Many times, especially early in my work with someone who is in recovery, be it from depression, anxiety, or in eating disorder recovery, I find myself trying to “sell” them on getting healthy. It’s so hard for someone who has felt down and potentially malnourished for so long to imagine that the hope of recovery actually applies to them. “I’ve seen people recover from a very similar place,” I say, hoping that my expertise lends some credibility to the healthy self inside them. “I know you didn’t always feel this way,” I say, encouraging them to recapture their former selves. “That is the disease talking,” I say, urging them not to take their hopelessness so seriously. It is nearly impossible to imagine that the dawn will come when the darkness of night has been so long.
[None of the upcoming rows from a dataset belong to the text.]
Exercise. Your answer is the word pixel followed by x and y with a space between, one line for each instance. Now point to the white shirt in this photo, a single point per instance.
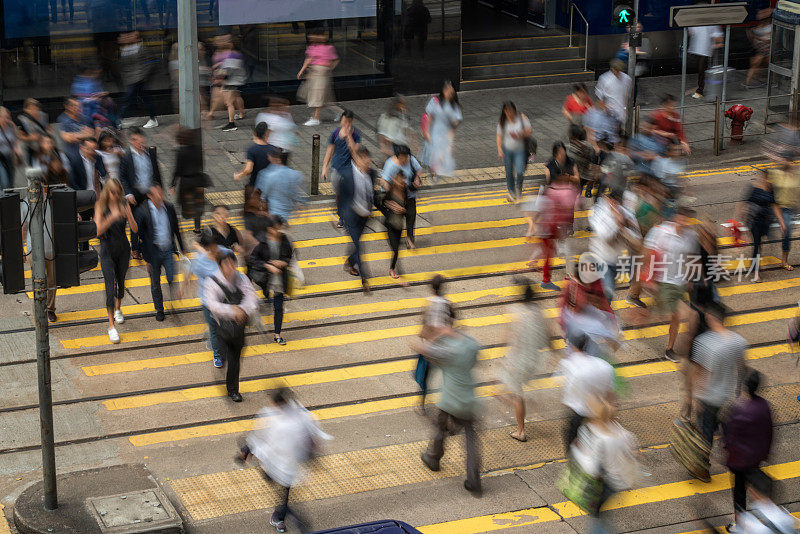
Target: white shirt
pixel 613 90
pixel 607 243
pixel 675 253
pixel 282 129
pixel 584 376
pixel 702 39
And yet today, in more dramatic ways than typical, I saw that hope and that future take on concrete form. All in one day, I learned that three (!) of my amazingly strong, brilliant clients got into the colleges of their choice. The joy literally could not be contained, spilling out into the waiting room. Days, weeks, semesters of pent up anxiety suddenly dissipated, promises of (in this case) eating disorder recovery coming to fruition, hope reborn in an instant. It turns out, that recovery is in fact worth it. It turns out that facing your fears and “going all in” often turns out well.
Getting healthy, putting faith into a treatment team and a future that you can’t even imagine takes incredible strength, but the payoff is absolutely unbeatable. Ask yourself, if you went “all in” by letting go of shame, self-judgment, and fear of vulnerability, what might you be capable of? I dare you to find out what your recovery looks like…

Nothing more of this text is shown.